Lo único que podía hacer tu hermano era recorrer la ciudad contigo por la noche. Rastreabais las entradas de las estaciones de metro, tú con el abrigo de visón de mamá puesto o colgado del brazo. Te lo trajiste el invierno pasado para poder envolver con él a mamá, que iba con ropa de verano la última vez que la vieron, cuando la encontrarais. Tu sombra con el abrigo de visón puesto se proyectaba en los edificios de mármol mientras os abríais paso entre los vagabundos que utilizaban periódicos o cajas de
ramen
como mantas para dormir. Teníais el móvil conectado a todas horas, pero ya no llamaba nadie para decir que había visto a alguien que se parecía a mamá.
Un día fuiste a la estación de Seúl, al lugar donde mamá se había quedado atrás, y chocaste con tu hermano mayor, que estaba ahí de pie, sin rumbo. Os sentasteis juntos y mirasteis cómo iban y venían los trenes hasta que se cerró el servicio. Él comentó que al principio había creído que, si se sentaba allí, mamá aparecería, le daría unos golpecitos en el hombro y diría: «¡Hyong-chol!». Pero que ya no creía que eso fuera a ocurrir.
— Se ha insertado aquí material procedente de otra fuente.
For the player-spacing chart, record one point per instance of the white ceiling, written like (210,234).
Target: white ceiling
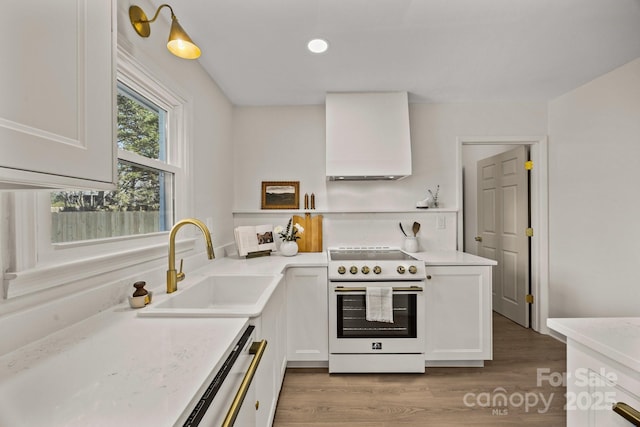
(437,50)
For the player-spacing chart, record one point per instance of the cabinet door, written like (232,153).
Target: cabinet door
(458,313)
(58,101)
(307,314)
(270,373)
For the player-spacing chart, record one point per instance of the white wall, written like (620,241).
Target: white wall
(287,144)
(594,146)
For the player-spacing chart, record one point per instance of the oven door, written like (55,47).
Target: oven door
(351,333)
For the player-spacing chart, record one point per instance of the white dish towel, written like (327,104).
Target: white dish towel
(379,304)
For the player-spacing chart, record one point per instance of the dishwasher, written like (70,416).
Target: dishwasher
(229,399)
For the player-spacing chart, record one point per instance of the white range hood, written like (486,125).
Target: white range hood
(368,136)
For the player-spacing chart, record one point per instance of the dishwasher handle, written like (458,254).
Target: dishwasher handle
(627,412)
(257,349)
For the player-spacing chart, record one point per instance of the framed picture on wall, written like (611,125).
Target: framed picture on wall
(280,194)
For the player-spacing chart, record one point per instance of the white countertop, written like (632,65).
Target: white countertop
(437,258)
(118,369)
(615,337)
(114,369)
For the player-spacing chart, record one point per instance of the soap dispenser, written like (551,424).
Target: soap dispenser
(140,296)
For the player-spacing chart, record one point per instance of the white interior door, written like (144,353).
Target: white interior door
(503,219)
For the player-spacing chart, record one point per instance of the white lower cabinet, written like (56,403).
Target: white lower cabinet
(594,384)
(458,316)
(307,311)
(271,326)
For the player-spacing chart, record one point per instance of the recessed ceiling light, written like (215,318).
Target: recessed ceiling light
(318,46)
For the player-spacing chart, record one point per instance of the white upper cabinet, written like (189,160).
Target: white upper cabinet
(57,80)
Dijo que ya no pensaba, que tenía la mente en blanco. Cuando no quería volver directamente del trabajo a casa, se sorprendía yendo a la estación.
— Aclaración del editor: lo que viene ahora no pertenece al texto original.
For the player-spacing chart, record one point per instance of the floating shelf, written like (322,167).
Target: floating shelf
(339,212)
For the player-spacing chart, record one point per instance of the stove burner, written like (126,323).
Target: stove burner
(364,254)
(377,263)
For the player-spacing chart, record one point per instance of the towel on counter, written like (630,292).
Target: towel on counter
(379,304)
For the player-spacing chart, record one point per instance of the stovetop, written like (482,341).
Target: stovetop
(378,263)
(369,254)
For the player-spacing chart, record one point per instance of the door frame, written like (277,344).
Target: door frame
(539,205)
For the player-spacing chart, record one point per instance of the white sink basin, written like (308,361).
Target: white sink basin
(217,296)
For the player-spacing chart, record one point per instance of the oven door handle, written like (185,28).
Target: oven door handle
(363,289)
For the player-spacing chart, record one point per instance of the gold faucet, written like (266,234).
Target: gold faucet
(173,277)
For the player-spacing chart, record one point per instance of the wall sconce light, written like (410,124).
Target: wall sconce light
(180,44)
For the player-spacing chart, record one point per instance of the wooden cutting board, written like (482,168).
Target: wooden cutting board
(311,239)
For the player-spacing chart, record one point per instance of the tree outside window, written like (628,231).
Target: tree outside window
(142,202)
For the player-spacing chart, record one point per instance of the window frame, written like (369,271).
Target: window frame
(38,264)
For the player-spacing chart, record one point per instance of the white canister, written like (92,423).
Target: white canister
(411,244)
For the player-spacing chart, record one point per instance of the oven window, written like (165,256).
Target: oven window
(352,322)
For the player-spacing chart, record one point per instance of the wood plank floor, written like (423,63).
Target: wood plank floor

Un día de fiesta fuiste a su casa. Lo viste bajar del coche con los palos de golf y gritaste: «¡Cabrón!» y le montaste una escena. Si hasta tu hermano acepta que mamá ha desaparecido, ¿quién va a encontrarla? Cogiste los palos y los tiraste al suelo. Poco a poco todos se iban convirtiendo en el hijo, la hija, el marido cuya madre y esposa ha desaparecido. Incluso sin mamá, la vida continuaba.
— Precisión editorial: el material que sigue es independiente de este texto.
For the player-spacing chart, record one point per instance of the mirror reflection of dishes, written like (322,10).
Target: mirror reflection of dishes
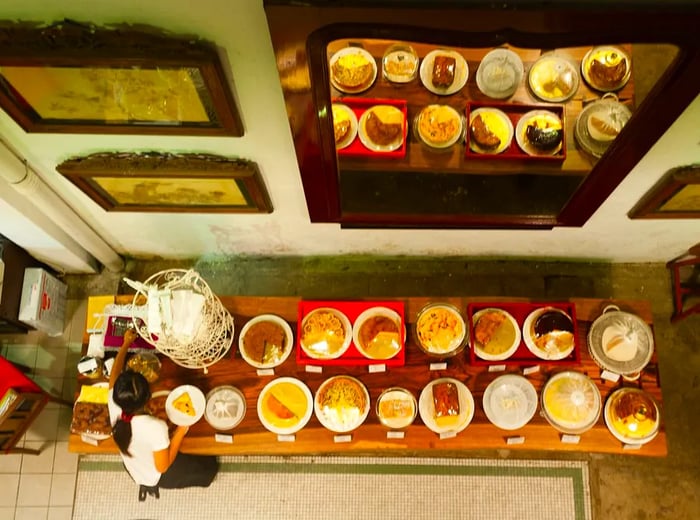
(341,404)
(326,333)
(553,79)
(606,68)
(440,329)
(599,124)
(540,132)
(225,407)
(396,408)
(549,333)
(510,401)
(499,74)
(400,63)
(285,405)
(382,128)
(490,131)
(377,333)
(444,72)
(265,341)
(344,125)
(496,334)
(446,405)
(439,126)
(353,70)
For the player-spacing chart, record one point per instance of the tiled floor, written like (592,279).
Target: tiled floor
(34,487)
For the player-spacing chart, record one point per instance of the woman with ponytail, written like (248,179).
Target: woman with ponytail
(150,456)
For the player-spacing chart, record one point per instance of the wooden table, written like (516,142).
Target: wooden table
(250,437)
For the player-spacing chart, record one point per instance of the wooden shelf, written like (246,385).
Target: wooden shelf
(251,438)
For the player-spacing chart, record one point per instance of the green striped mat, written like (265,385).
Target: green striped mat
(352,488)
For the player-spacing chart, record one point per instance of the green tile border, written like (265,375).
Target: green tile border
(365,467)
Otro día fuiste a primera hora de la mañana a la estación donde mamá había desaparecido y volviste a encontrarte a tu hermano. Lo abrazaste por detrás a la luz del amanecer. Él dijo que tal vez los únicos que pensábamos que la vida de mamá había estado llena de sacrificio y dolor éramos nosotros, sus hijos, porque nos sentíamos culpables. Que quizá estábamos subestimando su vida. Debo decir en su favor que recordó algo que mamá siempre decía ante la más mínima cosa buena que pasaba: «¡Me siento agradecida!», o «¡Eso es algo por lo que deberíamos sentirnos agradecidos!». Mamá expresaba su gratitud por las pequeñas oleadas de felicidad que todo el mundo experimentaba. Tu hermano dijo que la gratitud de mamá era sincera, que se sentía agradecida por todo, y que alguien que se sentía tan agradecido no podía haber llevado una vida tan desdichada. Cuando os separasteis, tu hermano dijo que tenía miedo de que mamá, si volvía, no lo reconociera. Tú le dijiste que para mamá él era la persona más querida del mundo, que mamá siempre lo reconocería, no importaba dónde estuviera o cuánto hubiera cambiado. Cuando lo llamaron a filas y entró en el campo de instrucción, hubo un día de visita para los padres. Mamá hizo pasteles de arroz, los cargó sobre su cabeza y se fue ver a Hyong-chol, contigo a la zaga. Aunque había cientos de soldados vestidos igual y haciendo los mismos pasos de taekwondo, fue capaz de reconocerlo desde lejos. Para ti, todos eran iguales, pero sonrió con una sonrisa de oreja a oreja y lo señaló: «¡Ahí está tu hermano!».